The Golden Ass
The Golden Ass – Apuleius
The Golden Ass, also known as Metamorphoses, is one of two Roman novels I’ve read, the other being The Satyricon by Petronius Arbiter. The Golden Ass reminds me a lot of Cervantes’ Don Quixote in terms of form and style: embedded within the framework of the story of a journey or quest are numerous entertaining tales leading up to a dramatic denouement. There are similarities with Boccaccio’s Decameron and Chaucer’s Canterbury tales as well.
The basic tale is that of Lucius, a young nobleman who is on a business trip to Thessaly in Greece. There, he’s lodged by an old friend of his father’s and has a torrid affair with one of his host’s slave girls, Photis. She reveals to him that his host’s wife is a witch, who uses secret ointments to transform herself into a owl (which Lucius witnesses) and flies about town to try and enrapture young men that she desires. Lucius’ curiosity gets the best of him and he convinces his lover to filch the potion so he too can metamorphose into a bird. Trouble is, she grabs the wrong vial and after rubbing himself with it, Lucius is transformed into a donkey. Photis curses herself upon realizing her mistake, but says the remedy is simple: Lucius only has to eat roses to reemerge as his old human self.

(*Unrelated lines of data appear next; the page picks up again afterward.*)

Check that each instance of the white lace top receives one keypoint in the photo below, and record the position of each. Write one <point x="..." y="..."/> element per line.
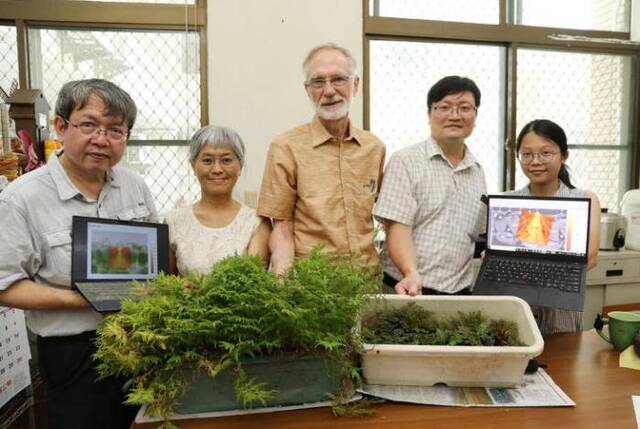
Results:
<point x="199" y="247"/>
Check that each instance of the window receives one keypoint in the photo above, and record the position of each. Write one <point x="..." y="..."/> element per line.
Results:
<point x="8" y="57"/>
<point x="401" y="73"/>
<point x="587" y="85"/>
<point x="146" y="1"/>
<point x="479" y="11"/>
<point x="604" y="15"/>
<point x="157" y="59"/>
<point x="589" y="96"/>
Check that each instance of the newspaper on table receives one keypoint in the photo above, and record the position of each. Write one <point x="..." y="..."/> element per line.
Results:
<point x="14" y="354"/>
<point x="536" y="390"/>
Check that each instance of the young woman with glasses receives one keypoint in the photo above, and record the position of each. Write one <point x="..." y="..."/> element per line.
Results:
<point x="543" y="152"/>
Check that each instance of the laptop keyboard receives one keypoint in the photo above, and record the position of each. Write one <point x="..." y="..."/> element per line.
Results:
<point x="105" y="291"/>
<point x="564" y="277"/>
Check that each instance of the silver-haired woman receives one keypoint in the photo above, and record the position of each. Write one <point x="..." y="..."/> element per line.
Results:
<point x="216" y="226"/>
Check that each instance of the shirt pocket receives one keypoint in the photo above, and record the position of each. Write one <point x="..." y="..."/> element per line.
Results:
<point x="57" y="267"/>
<point x="137" y="213"/>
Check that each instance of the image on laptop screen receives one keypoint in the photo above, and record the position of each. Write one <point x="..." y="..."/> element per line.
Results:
<point x="121" y="252"/>
<point x="538" y="225"/>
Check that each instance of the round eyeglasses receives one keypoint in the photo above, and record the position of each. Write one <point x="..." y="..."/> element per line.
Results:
<point x="335" y="81"/>
<point x="544" y="157"/>
<point x="89" y="128"/>
<point x="462" y="110"/>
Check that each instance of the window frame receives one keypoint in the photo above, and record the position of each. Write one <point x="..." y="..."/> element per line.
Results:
<point x="109" y="16"/>
<point x="513" y="37"/>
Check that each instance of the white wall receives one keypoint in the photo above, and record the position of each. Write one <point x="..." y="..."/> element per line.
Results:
<point x="635" y="20"/>
<point x="255" y="50"/>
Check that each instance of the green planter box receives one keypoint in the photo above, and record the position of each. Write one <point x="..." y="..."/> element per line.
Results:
<point x="298" y="380"/>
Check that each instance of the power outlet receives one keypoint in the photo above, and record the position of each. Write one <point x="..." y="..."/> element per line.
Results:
<point x="251" y="199"/>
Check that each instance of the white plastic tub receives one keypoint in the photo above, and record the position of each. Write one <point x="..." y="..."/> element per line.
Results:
<point x="468" y="366"/>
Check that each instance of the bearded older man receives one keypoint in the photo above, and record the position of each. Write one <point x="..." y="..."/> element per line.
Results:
<point x="321" y="178"/>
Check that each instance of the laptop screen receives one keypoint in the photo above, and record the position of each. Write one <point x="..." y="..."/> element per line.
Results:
<point x="106" y="249"/>
<point x="552" y="226"/>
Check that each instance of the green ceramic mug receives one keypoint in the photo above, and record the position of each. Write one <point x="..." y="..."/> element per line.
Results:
<point x="623" y="326"/>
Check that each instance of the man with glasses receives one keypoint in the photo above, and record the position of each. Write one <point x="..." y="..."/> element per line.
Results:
<point x="93" y="120"/>
<point x="321" y="178"/>
<point x="430" y="199"/>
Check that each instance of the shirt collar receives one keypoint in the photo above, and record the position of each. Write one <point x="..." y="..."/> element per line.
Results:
<point x="433" y="149"/>
<point x="320" y="135"/>
<point x="66" y="189"/>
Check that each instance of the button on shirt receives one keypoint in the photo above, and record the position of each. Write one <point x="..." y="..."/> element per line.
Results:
<point x="325" y="186"/>
<point x="36" y="211"/>
<point x="442" y="204"/>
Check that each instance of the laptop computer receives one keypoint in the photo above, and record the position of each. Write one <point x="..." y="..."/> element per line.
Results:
<point x="108" y="254"/>
<point x="536" y="250"/>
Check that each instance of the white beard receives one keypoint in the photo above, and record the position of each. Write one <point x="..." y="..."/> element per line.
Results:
<point x="333" y="114"/>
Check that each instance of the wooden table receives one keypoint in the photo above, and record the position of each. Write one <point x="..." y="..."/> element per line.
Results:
<point x="582" y="364"/>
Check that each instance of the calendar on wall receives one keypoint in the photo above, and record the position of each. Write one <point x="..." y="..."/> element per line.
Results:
<point x="14" y="354"/>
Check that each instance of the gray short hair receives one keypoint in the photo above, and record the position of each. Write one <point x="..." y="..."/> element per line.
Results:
<point x="216" y="136"/>
<point x="75" y="94"/>
<point x="353" y="64"/>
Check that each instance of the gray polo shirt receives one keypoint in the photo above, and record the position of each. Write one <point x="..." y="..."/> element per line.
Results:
<point x="420" y="188"/>
<point x="35" y="233"/>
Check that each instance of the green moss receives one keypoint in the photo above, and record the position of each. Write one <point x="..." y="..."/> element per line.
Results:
<point x="239" y="310"/>
<point x="411" y="324"/>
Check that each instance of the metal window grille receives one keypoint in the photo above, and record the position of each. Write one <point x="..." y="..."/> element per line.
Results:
<point x="401" y="73"/>
<point x="590" y="97"/>
<point x="159" y="69"/>
<point x="8" y="56"/>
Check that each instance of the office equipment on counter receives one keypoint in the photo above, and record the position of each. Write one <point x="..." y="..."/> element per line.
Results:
<point x="536" y="250"/>
<point x="612" y="230"/>
<point x="108" y="255"/>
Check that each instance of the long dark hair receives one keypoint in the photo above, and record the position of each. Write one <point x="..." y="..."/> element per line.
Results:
<point x="550" y="131"/>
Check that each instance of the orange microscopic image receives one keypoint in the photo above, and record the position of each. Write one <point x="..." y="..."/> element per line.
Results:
<point x="534" y="227"/>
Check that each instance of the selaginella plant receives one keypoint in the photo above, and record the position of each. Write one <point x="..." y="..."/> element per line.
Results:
<point x="411" y="324"/>
<point x="239" y="310"/>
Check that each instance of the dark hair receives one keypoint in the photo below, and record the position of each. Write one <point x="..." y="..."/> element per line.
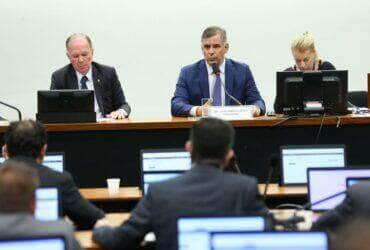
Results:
<point x="213" y="31"/>
<point x="211" y="138"/>
<point x="18" y="183"/>
<point x="78" y="34"/>
<point x="25" y="138"/>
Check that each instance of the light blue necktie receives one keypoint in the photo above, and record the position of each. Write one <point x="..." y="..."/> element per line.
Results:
<point x="217" y="92"/>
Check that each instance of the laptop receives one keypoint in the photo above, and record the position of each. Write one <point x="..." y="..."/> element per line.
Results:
<point x="162" y="164"/>
<point x="47" y="204"/>
<point x="302" y="240"/>
<point x="295" y="159"/>
<point x="195" y="232"/>
<point x="357" y="181"/>
<point x="53" y="160"/>
<point x="327" y="186"/>
<point x="35" y="243"/>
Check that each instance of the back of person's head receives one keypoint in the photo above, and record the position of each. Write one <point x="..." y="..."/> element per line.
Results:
<point x="25" y="138"/>
<point x="353" y="235"/>
<point x="304" y="42"/>
<point x="211" y="139"/>
<point x="18" y="183"/>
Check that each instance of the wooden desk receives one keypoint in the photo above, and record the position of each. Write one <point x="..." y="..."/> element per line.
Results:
<point x="135" y="194"/>
<point x="96" y="151"/>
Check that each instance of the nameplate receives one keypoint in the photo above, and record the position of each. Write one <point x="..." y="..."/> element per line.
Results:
<point x="231" y="112"/>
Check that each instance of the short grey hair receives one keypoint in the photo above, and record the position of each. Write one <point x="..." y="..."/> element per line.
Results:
<point x="70" y="38"/>
<point x="213" y="31"/>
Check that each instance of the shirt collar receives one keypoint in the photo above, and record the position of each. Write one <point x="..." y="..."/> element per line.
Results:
<point x="222" y="68"/>
<point x="88" y="75"/>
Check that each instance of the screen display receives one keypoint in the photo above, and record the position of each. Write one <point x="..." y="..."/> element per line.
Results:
<point x="295" y="161"/>
<point x="270" y="241"/>
<point x="324" y="183"/>
<point x="47" y="205"/>
<point x="195" y="233"/>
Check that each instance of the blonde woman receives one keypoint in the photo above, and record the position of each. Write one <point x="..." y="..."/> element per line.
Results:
<point x="305" y="55"/>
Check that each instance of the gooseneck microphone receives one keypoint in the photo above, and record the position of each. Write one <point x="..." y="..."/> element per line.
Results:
<point x="14" y="108"/>
<point x="216" y="71"/>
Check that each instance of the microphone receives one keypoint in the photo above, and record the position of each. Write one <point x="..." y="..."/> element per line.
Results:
<point x="216" y="71"/>
<point x="14" y="108"/>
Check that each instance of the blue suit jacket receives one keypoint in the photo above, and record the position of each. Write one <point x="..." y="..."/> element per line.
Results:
<point x="192" y="86"/>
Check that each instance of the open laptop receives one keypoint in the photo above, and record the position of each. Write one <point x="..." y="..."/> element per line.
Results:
<point x="162" y="164"/>
<point x="53" y="160"/>
<point x="35" y="243"/>
<point x="327" y="186"/>
<point x="47" y="204"/>
<point x="195" y="232"/>
<point x="295" y="159"/>
<point x="269" y="240"/>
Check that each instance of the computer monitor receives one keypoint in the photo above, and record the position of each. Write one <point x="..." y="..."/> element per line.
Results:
<point x="327" y="186"/>
<point x="195" y="232"/>
<point x="357" y="181"/>
<point x="53" y="160"/>
<point x="295" y="159"/>
<point x="35" y="243"/>
<point x="47" y="204"/>
<point x="270" y="240"/>
<point x="311" y="92"/>
<point x="65" y="106"/>
<point x="162" y="164"/>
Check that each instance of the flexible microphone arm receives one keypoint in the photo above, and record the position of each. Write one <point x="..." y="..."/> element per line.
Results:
<point x="14" y="108"/>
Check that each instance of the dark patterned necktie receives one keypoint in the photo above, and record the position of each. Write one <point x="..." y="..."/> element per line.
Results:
<point x="83" y="81"/>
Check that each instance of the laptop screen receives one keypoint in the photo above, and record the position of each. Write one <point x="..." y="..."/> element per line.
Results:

The rest of the book relates Lucius often-hilarious misadventures as he passes across Greece from one cruel owner to another, always just a few steps away from a rose bush. As noted above, Apuleius never misses the opportunity to throw a good side-tale into the mix. They generally involve deceit, adultery, cuckoldry, retribution and scatological humor. Arguably, the best of them is that of Cupid and Psyche; like The Golden Ass itself, a cautionary tale about the dangers of curiosity with large dollops of human and divine love, jealousy and vengeance.

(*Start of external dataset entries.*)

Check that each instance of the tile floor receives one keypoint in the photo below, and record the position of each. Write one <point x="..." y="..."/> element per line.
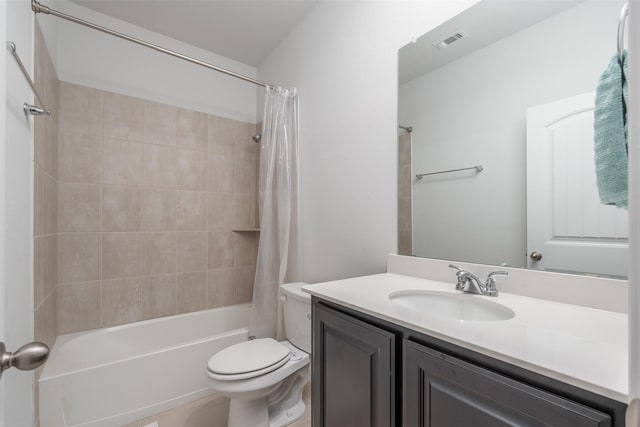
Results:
<point x="211" y="411"/>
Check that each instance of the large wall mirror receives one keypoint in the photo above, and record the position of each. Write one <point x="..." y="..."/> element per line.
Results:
<point x="505" y="91"/>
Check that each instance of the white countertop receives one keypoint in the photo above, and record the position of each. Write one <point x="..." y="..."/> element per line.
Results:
<point x="581" y="346"/>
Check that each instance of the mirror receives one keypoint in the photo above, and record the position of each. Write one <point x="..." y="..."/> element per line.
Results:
<point x="472" y="91"/>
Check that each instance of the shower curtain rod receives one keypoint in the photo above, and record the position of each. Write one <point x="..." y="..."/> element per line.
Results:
<point x="37" y="7"/>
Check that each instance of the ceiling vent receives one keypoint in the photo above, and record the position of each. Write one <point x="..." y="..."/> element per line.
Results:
<point x="447" y="41"/>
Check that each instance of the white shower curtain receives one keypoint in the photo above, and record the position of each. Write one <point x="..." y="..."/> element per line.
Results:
<point x="278" y="208"/>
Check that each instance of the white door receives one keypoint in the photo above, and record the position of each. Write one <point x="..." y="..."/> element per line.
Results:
<point x="16" y="195"/>
<point x="568" y="229"/>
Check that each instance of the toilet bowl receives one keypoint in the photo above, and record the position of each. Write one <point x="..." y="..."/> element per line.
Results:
<point x="264" y="378"/>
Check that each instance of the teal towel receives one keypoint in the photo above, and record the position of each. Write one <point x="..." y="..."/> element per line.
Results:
<point x="610" y="128"/>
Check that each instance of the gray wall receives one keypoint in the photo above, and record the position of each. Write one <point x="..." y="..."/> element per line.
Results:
<point x="473" y="111"/>
<point x="343" y="57"/>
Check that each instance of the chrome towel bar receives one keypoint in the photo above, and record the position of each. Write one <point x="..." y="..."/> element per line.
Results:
<point x="478" y="168"/>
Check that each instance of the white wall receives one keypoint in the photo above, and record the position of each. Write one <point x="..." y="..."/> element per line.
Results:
<point x="16" y="210"/>
<point x="91" y="58"/>
<point x="342" y="58"/>
<point x="473" y="111"/>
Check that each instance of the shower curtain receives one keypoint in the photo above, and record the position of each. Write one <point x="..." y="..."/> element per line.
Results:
<point x="278" y="208"/>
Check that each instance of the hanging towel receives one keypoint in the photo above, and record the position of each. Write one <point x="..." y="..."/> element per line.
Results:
<point x="610" y="129"/>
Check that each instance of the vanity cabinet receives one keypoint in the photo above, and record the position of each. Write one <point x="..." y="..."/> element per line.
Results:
<point x="370" y="372"/>
<point x="443" y="391"/>
<point x="355" y="361"/>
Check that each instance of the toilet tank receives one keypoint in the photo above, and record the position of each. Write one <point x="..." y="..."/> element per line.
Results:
<point x="297" y="315"/>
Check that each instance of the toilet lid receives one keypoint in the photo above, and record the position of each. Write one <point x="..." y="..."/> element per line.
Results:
<point x="248" y="359"/>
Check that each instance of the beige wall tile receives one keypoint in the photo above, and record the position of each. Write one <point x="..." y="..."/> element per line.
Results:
<point x="246" y="169"/>
<point x="120" y="208"/>
<point x="121" y="301"/>
<point x="192" y="130"/>
<point x="158" y="209"/>
<point x="246" y="248"/>
<point x="220" y="212"/>
<point x="46" y="319"/>
<point x="243" y="287"/>
<point x="158" y="296"/>
<point x="39" y="139"/>
<point x="404" y="150"/>
<point x="80" y="109"/>
<point x="404" y="242"/>
<point x="157" y="253"/>
<point x="404" y="182"/>
<point x="50" y="263"/>
<point x="120" y="255"/>
<point x="160" y="123"/>
<point x="80" y="158"/>
<point x="245" y="211"/>
<point x="123" y="116"/>
<point x="245" y="132"/>
<point x="191" y="210"/>
<point x="220" y="288"/>
<point x="192" y="251"/>
<point x="220" y="250"/>
<point x="221" y="131"/>
<point x="122" y="162"/>
<point x="78" y="207"/>
<point x="192" y="291"/>
<point x="51" y="135"/>
<point x="404" y="214"/>
<point x="79" y="257"/>
<point x="221" y="168"/>
<point x="78" y="307"/>
<point x="38" y="201"/>
<point x="191" y="173"/>
<point x="50" y="205"/>
<point x="159" y="166"/>
<point x="39" y="260"/>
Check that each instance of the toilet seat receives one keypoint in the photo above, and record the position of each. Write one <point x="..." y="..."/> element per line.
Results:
<point x="248" y="360"/>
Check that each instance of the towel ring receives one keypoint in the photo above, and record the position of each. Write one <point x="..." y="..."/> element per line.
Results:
<point x="621" y="23"/>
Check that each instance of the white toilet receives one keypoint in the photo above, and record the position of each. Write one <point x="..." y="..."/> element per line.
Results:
<point x="264" y="378"/>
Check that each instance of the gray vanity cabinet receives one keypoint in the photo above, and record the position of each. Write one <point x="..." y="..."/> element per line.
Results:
<point x="371" y="372"/>
<point x="354" y="364"/>
<point x="443" y="391"/>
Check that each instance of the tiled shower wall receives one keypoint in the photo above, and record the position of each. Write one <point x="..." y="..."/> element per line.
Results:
<point x="405" y="180"/>
<point x="148" y="198"/>
<point x="45" y="195"/>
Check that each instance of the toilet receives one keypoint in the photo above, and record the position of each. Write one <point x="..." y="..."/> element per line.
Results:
<point x="264" y="378"/>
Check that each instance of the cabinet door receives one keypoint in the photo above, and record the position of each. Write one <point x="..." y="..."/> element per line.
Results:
<point x="442" y="391"/>
<point x="352" y="372"/>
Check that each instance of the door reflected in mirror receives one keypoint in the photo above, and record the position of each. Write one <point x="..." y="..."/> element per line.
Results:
<point x="508" y="86"/>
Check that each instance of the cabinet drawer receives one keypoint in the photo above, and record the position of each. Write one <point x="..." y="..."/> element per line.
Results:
<point x="442" y="391"/>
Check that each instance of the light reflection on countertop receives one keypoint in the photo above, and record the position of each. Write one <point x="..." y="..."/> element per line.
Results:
<point x="584" y="347"/>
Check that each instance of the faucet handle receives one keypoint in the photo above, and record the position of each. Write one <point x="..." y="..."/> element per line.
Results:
<point x="497" y="273"/>
<point x="456" y="268"/>
<point x="490" y="284"/>
<point x="460" y="274"/>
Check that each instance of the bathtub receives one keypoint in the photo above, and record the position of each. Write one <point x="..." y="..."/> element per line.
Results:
<point x="117" y="375"/>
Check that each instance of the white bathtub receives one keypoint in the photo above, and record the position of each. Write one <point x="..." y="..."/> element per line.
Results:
<point x="114" y="376"/>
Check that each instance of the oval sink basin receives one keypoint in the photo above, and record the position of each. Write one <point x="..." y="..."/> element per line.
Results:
<point x="453" y="306"/>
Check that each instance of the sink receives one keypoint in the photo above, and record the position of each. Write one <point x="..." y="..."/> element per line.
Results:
<point x="457" y="306"/>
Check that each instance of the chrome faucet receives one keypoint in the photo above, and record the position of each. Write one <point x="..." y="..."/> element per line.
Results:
<point x="468" y="282"/>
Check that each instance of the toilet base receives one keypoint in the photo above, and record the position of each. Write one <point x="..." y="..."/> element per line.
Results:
<point x="282" y="407"/>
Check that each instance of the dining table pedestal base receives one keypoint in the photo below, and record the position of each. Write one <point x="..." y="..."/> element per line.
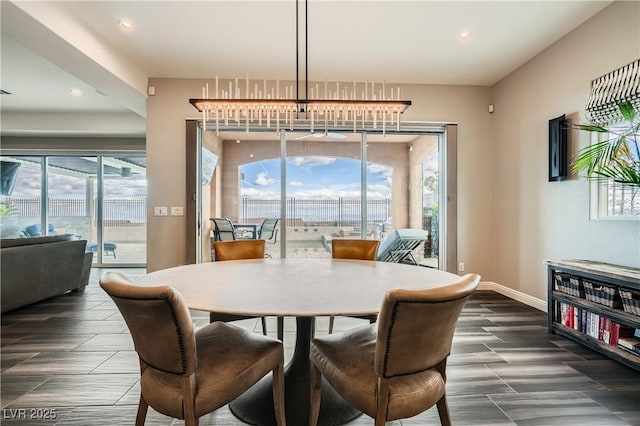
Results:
<point x="255" y="406"/>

Lucius escapes his final captors while waiting to perform an un-natural act with a condemned and degraded murderess as part of a festival and runs off to the beach where, exhausted, he lays down to sleep. There he falls under the spell of the goddess Isis, in the guise of the moon and the rest of the book recounts her leading him to his rosy antidote, his return to human form and his initiation into the mysteries of Isis worship. From there he rises to prominence in Rome as a lawyer and priest of her cult.
Probably no novel, much less a magical and “picaresque” tale like the Golden Ass, should be read as a faithful rendering of the times it was written in, but I found several things very striking about the Roman world as portrayed by Apuleius:
- The terrible insecurity of life. No one was safe from witches, vicious highwaymen, cheating husbands and wives, mendacious and lusty priests and, above all, jealous gods and goddesses who could easily be qualified with all of the adjectives just used for humans.
- The baroque thicket of gods, goddesses, myths and magical tales lurking in the classical imagination.
- The sexual urge could be satisfied by and with pretty much anyone or anything. The only shame in any of this for the male was that he be the passive partner in the act.
- Finally, an escape from the chaos of 1-3 above was offered by initiation into a “Mystery Religion” such as those of Isis or Mithra, which demanded moral purity and self-denial and involved a direct personnel experience of the godhead. These religions flourished at about the same time as early Christianity, but were eventually eclipsed by it. Interestingly enough, Apuleius description of an Isiac initiation is the best one that has come down to us from antiquity.
In addition to being a very entertaining read, the Golden Ass is fascinating as a window into our cultural ancestor’s (fictional and real?) world. I recommend it for both reasons.